Por eso, la asfixiante presencia de los perpetradores de ETA en listas electorales, en las fiestas o en el espacio urbano es un lastre para la convivencia. Recordamos para prevenir las ideas y los valores que hicieron posible la muerte, y en esa lógica, deslegitimar la violencia y las acciones de quienes la practicaron es una tarea elemental de la memoria. Este no es un debate de tipo formal. Una vez cumplida su pena de cárcel cabe el reproche moral ante un perpetrador que sigue orgulloso de lo hecho.
En el caso de ETA, por ejemplo, lo inédito no es defender la memoria particular y sentimental de un familiar que asesinó, lo inédito es difuminar en la conciencia colectiva la frontera entre el ejecutor y la víctima, y es ahí donde se ubica nuestra particular garantía de no repetición.
La violencia no solo es devastadora a nivel humano, también construye una estructura social (de modelos de pluralismo, por ejemplo) que es necesario reparar de alguna manera. En ese camino los perpetradores deben contribuir a la fijación de un nuevo significado de los derechos humanos y la convivencia, y la sociedad debe contribuir a que transiten ese camino.

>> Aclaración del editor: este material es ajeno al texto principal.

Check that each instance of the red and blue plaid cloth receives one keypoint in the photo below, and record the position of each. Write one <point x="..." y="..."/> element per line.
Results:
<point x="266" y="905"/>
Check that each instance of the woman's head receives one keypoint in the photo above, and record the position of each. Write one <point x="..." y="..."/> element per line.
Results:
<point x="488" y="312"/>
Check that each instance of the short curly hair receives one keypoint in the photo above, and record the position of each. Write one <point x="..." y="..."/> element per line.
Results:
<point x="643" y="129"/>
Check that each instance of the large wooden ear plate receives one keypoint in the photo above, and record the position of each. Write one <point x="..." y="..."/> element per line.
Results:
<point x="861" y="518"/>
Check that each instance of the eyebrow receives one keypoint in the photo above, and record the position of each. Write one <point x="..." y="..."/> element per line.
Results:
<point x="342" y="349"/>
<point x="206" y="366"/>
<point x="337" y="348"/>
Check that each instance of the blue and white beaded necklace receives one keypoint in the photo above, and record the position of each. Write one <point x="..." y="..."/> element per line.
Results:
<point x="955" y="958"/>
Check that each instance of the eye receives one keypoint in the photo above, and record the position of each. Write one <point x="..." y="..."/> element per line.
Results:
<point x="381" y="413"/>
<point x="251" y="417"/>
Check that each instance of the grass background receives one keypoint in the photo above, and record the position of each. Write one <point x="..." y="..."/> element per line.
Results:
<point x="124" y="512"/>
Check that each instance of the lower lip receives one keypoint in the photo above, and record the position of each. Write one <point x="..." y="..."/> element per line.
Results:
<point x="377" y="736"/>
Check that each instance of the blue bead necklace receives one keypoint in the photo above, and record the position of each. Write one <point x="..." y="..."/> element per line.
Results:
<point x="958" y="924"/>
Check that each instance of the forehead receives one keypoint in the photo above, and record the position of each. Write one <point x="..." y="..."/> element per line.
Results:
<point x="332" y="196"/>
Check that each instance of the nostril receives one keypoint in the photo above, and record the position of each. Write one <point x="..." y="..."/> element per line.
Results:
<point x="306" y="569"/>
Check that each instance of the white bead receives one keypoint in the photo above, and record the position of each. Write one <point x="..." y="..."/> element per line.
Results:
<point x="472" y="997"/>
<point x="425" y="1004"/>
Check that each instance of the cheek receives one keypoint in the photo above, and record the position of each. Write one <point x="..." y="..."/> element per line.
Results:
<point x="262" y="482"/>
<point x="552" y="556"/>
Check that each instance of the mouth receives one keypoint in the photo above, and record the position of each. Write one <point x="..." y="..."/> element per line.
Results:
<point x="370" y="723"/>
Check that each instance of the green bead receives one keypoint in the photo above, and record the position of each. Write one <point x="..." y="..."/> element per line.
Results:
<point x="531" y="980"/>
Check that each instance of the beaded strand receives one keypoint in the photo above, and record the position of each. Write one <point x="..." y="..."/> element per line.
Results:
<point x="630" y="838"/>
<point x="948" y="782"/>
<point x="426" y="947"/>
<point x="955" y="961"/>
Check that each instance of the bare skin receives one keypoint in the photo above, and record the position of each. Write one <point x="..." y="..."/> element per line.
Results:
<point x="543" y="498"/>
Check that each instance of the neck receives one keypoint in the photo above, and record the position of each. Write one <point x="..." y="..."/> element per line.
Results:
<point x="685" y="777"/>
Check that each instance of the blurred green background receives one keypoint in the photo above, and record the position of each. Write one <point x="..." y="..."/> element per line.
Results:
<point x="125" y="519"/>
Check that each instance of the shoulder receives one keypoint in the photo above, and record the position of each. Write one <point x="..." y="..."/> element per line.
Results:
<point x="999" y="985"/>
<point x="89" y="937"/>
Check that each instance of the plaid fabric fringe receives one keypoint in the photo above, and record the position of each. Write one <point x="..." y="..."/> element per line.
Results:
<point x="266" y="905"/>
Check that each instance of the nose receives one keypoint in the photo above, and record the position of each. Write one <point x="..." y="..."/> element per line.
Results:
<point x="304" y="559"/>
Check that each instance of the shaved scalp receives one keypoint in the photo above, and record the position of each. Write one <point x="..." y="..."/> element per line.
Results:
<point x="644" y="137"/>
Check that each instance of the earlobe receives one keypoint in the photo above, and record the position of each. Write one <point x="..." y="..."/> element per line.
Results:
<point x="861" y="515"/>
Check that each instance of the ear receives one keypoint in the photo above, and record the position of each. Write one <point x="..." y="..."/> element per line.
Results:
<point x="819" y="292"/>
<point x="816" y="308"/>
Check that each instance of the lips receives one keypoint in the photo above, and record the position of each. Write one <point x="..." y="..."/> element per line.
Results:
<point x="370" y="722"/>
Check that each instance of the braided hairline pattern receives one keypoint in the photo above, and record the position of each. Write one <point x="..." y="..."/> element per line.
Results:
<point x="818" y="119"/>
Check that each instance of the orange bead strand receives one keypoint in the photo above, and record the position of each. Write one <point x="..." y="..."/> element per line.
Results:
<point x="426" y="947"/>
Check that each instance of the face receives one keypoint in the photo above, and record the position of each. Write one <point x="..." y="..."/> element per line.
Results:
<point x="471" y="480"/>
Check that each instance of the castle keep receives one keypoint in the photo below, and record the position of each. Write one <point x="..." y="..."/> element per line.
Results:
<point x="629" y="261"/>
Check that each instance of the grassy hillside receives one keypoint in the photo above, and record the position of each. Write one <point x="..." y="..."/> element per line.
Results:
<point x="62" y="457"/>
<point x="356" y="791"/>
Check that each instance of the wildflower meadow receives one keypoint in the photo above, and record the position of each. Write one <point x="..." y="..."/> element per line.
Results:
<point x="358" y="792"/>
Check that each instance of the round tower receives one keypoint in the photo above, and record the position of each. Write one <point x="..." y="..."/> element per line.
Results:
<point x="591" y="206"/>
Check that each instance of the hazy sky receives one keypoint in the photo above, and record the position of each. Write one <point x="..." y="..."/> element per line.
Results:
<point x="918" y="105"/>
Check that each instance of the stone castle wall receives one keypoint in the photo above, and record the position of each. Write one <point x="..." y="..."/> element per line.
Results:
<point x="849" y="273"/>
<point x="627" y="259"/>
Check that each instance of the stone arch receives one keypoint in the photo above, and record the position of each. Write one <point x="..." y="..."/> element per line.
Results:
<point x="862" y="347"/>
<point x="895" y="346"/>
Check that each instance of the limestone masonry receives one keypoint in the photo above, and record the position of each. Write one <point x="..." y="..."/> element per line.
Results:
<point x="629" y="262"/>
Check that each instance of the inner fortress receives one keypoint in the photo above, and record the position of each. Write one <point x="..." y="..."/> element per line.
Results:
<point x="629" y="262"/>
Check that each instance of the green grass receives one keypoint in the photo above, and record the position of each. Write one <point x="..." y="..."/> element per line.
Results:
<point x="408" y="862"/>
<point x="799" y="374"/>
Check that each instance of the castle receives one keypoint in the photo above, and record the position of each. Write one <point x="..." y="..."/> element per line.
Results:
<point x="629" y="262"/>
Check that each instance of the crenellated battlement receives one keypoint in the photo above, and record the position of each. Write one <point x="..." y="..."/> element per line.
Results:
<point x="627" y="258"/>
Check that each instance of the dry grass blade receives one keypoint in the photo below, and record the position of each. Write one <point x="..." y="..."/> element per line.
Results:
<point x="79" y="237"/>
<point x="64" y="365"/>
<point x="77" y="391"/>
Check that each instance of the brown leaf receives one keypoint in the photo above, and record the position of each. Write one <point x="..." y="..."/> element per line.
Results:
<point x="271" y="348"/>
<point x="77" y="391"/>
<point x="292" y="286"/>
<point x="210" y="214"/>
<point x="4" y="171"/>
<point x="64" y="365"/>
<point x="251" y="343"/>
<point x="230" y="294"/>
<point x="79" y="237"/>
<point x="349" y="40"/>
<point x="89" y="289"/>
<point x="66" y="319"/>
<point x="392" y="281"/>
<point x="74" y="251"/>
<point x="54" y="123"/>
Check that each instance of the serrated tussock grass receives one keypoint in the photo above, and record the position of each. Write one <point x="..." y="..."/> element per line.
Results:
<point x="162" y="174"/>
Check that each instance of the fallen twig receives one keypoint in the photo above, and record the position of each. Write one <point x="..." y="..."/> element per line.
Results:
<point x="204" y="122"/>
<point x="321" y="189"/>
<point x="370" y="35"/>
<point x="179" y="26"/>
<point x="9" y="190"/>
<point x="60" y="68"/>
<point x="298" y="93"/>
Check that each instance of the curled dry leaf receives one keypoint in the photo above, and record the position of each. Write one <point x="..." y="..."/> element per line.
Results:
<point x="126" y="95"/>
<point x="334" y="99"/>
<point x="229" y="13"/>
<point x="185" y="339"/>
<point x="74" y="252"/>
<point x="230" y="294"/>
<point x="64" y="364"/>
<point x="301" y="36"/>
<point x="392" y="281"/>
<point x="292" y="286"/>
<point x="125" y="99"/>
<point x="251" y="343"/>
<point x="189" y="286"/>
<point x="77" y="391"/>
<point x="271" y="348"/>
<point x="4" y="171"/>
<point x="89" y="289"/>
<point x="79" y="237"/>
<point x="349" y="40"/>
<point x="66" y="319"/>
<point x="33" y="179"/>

Y ello, más que unas palabras nuevas, exige unas actitudes, individuales pero también colectivas, que todavía están por venir.
La autocrítica te expone al juicio de los demás, pero es la única forma de promocionar otro espíritu de época. El perdón, o el reconocimiento del injusto daño causado, no solo tiene una dimensión íntima que conecta a la víctima con el victimario, tiene también una lógica social porque contribuye a la nueva vida que necesitamos. Esa perspectiva comunitaria del perdón supone la voluntad de restaurar socialmente el daño hecho a la sociedad.
La violencia embrutece a quien la ejerce, pero también a quien la defiende. Desde el mundo que hizo posible que ETA asesinara a más de 800 personas se plantea, a su vez, una memoria embrutecida. Se cuentan víctimas para hacer frente, no para aprender la lección. Así, las víctimas entran en el terreno de las matemáticas y no en el espacio de la moral. Por eso dirigentes de Sortu homenajean a Jacques Esnal, condenado por el atentado de la casa cuartel de Zaragoza, como si fuera una víctima de la crueldad del Estado pero no a sus 11 víctimas. La contabilización de víctimas solo forma parte del memorial de agravios. Se plantea una especie de rivalidad de daños que no hace mucho por reconstruir moralmente a la sociedad violentada.
La idea de que aquí hubo dos bandos igualmente mortíferos e igualmente responsables suelen usarla precisamente quienes más daño hicieron. Es una forma de autoinmunización ética. Pero si algo aprendimos tras la dictadura franquista es que poner en marcha un relato para neutralizar otro es devastador para las víctimas.
Josu Elespe nos contó en Lasarte, por primera vez, que a los dos días de matar a su padre alguien dejó un mensaje amenazante grabado en el contestador de casa. Que estos detalles de la crueldad con la que operaron nos duelan tanto ojalá sea la antesala de una buena gestión de la memoria. Porque ahora que la tarea es tan inmensa, el tiempo de la memoria les pertenece a las víctimas, no a los perpetradores.